What to say in a space like the afterword is, more than anything else, up to an author’s personality, but putting that aside, when you’re reading novels and comics and such, you do get a sense of “the author’s assertions” from the narrative itself and not just in his or her explicit remarks. Calling them assertions is a bit of an overstatement, but my point is that there are types of narratives out there where you can begin to see what the author “thinks of as right” when you read them. It’s not as if these creators appear directly in the story to talk about what they think is right or wrong or what it is that they like or dislike, but as you’re reading, you can begin to read the story in that vein… It’s really just a matter of interpretation, of course, and readers are never going to know for sure unless they ask (even if they do ask?) the author point-blank. Still, well, I feel like this phenomenon occurs specifically with novels and comics, or at least more easily with them. Since the creator being an “individual” is clearer, in other words. That makes it so that philosophies don’t, or at least are less likely to, get mixed in. When the scale of production gets big, like in movies or dramas, and maybe even in music, which is to say when there are multiple authors, their philosophies get mixed in from their various standpoints, and it tempers each individual’s assertions and brings forth a “work” that’s independent from any one person’s humanity, while it doesn’t seem to go that way as much for smaller-scale creations like novels and comics. I want to say there’s an advantage in that since you’re able to enjoy an “individual,” and that’s part of what I like about books, but our age is unmistakably moving in a direction that doesn’t find value in the individual, and I feel like the true crisis facing the publishing industry might lie there. Personally.

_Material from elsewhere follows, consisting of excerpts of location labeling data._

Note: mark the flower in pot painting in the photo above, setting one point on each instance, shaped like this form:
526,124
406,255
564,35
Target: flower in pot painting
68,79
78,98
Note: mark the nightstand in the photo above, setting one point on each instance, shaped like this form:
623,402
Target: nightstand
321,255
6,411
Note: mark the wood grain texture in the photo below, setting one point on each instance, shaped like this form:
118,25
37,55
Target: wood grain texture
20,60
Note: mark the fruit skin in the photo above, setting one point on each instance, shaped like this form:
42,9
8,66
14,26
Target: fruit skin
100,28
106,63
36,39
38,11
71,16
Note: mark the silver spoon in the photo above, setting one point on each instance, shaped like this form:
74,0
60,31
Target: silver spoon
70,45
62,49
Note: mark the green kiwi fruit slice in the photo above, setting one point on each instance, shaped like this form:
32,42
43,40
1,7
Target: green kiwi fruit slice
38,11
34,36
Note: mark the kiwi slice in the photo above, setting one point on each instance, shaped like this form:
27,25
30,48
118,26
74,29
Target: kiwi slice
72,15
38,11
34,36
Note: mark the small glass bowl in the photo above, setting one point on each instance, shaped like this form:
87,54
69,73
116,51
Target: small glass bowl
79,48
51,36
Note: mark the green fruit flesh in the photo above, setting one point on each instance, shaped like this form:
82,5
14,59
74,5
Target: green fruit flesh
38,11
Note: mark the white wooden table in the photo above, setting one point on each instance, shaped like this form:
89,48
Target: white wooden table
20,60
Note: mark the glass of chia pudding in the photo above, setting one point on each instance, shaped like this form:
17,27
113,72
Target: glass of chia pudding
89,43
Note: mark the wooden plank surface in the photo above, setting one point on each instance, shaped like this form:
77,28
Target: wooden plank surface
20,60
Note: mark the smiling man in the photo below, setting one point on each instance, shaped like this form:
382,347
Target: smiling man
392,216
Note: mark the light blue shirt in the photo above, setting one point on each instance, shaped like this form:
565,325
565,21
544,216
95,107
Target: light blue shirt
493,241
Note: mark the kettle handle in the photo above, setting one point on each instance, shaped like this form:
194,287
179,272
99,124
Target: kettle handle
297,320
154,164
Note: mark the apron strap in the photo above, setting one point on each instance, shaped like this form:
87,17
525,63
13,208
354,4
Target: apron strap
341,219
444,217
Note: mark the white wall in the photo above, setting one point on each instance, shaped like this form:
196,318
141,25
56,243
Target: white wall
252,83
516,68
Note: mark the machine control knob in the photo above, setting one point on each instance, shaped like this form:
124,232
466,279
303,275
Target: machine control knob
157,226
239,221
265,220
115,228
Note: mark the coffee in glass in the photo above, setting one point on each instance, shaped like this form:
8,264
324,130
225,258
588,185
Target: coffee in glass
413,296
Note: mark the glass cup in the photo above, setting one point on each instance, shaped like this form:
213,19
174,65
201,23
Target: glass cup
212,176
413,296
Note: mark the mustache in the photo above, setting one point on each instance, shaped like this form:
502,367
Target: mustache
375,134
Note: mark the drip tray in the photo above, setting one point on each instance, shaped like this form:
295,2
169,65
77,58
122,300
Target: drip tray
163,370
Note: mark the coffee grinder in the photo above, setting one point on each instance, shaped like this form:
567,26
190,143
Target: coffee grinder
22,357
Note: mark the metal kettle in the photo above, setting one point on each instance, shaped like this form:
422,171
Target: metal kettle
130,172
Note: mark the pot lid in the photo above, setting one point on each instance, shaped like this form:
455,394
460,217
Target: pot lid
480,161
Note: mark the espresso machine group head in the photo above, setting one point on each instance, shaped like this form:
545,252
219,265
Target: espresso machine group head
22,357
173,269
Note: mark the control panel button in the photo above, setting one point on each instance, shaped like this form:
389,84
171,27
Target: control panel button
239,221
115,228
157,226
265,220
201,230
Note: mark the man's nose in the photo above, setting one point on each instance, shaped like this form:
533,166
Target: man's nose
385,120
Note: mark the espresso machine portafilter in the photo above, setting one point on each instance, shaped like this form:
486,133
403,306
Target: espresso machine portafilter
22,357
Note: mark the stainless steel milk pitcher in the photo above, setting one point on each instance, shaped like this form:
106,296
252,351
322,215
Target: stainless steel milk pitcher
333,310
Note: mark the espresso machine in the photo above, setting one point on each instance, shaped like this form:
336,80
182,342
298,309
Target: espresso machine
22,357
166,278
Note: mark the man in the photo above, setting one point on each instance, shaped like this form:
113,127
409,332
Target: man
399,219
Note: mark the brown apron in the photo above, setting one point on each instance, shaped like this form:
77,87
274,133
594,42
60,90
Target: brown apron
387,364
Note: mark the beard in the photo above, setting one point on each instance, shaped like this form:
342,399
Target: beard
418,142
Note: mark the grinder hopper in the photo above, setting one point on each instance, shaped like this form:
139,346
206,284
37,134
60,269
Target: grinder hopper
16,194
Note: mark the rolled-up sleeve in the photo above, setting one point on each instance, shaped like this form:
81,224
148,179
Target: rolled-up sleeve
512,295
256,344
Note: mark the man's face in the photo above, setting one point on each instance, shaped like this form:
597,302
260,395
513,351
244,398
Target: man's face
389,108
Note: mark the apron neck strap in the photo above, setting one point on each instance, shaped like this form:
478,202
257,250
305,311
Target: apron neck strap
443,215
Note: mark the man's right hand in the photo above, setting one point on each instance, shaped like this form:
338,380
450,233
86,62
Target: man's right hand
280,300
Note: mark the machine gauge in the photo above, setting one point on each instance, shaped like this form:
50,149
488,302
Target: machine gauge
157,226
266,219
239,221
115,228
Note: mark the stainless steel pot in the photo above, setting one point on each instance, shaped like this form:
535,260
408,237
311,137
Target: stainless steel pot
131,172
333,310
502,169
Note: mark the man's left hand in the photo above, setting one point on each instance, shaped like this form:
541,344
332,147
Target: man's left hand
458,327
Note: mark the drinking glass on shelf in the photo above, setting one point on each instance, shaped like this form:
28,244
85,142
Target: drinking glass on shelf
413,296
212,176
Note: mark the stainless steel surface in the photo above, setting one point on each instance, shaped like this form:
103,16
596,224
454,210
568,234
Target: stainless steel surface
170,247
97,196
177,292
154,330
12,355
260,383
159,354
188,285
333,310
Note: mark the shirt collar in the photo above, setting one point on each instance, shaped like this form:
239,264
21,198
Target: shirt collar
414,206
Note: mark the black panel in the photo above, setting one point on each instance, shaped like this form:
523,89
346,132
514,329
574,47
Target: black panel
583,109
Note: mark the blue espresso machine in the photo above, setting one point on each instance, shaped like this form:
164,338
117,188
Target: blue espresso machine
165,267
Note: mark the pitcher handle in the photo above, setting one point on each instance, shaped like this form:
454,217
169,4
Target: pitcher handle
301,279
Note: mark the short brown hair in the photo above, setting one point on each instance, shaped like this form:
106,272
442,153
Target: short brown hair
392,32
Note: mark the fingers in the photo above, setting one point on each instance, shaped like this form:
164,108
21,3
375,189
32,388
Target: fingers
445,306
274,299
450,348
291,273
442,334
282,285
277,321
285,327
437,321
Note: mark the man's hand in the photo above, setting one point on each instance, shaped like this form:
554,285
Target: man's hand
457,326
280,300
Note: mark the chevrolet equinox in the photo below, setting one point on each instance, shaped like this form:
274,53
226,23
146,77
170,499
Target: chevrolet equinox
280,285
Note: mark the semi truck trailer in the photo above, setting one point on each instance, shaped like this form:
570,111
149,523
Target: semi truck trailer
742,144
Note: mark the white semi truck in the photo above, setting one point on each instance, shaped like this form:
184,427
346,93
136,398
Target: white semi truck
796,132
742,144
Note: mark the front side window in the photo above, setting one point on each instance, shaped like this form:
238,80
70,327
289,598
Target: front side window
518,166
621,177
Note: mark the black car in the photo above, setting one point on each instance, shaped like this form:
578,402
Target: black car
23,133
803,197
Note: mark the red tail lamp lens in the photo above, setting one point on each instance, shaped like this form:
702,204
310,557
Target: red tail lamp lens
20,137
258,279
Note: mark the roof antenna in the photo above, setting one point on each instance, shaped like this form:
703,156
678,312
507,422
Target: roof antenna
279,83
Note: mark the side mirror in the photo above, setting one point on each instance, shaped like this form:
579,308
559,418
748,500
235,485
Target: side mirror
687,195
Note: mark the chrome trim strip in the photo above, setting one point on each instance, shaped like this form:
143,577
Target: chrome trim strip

That being said, you probably won’t sense any philosophy or assertions to speak of from this book, which is just a novel where Nadeko Sengoku is as cute as can be. If you really wanted to, you could call it a story that tries to ask what cuteness is. But anyway, this volume marks the start of the sprint toward the end of the MONOGATARI series’ second season. The next title, ONIMONOGATARI, will likely depict the somewhat non-chronological burning of the abandoned cram school, while the final title, KOIMONOGATARI, will likely be about our characters graduating. I suspect that I’ll end up writing a third season, but I do feel a bit emotional knowing that at last I’ll be placing a period on this long tale. You could say I’m in high spirits. All according to plan! And so that was “Chapter Chaos: Nadeko Medusa,” OTORIMONOGATARI, a novel written hundred-percent well from head to tail.

This is the first time we’re seeing Nadeko in color, isn’t it?* She looks wonderful. Thank you, VOFAN.

May we meet again in the last two installments.